Harare correspondent Thomas Chiripasi reported that Tsvangirai said little progress has been made since the power sharing deal was signed on Sept. 15.
Contacted by VOA, Labor Minister Nicholas Goche declined to comment on the declaration from Tsvangirai that the talks must be suspended until Mbeki steps in. Justice Minister Patrick Chinamasa, ZANU-PF’s chief negotiator, could not be reached.
But diplomatic pressure was mounting on Harare to form a unity government.
Sources said Zimbabwe topped the agenda on Thursday when SADC Executive Secretary Tomaz Salamao met with South African President Kgalema Motlanthe.
They said Salamao wanted Motlanthe to firmly commit his government to providing Mbeki with all the support he needs to mediate the stalled process in Harare.
British Foreign Secretary David Miliband warned that the positive momentum of Sept. 15 is evaporating, saying British targeted sanctions on Mr. Mugabe and his inner circle will not be lifted before there is a credible power-sharing government in place.
Salamao told reporter Blessing Zulu of VOA's Studio 7 for Zimbabwe that his meeting with Motlanthe was to brief him on a range of issues as SADC’s new chairman.

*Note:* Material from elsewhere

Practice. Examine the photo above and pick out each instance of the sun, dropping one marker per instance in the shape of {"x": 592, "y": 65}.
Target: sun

Political science lecturer Joseph Kurebwa of the University of Zimbabwe told reporter Zulu that Tsvangirai’s move to call a pause in
the talks was premature.
Political analyst Peter Kagwanja, head of the Africa Policy Institute in Pretoria, said that the announcement by Tsvangirai that he was suspending talks until mediation was arranged showed the fundamental limitations of the power-sharing agreement.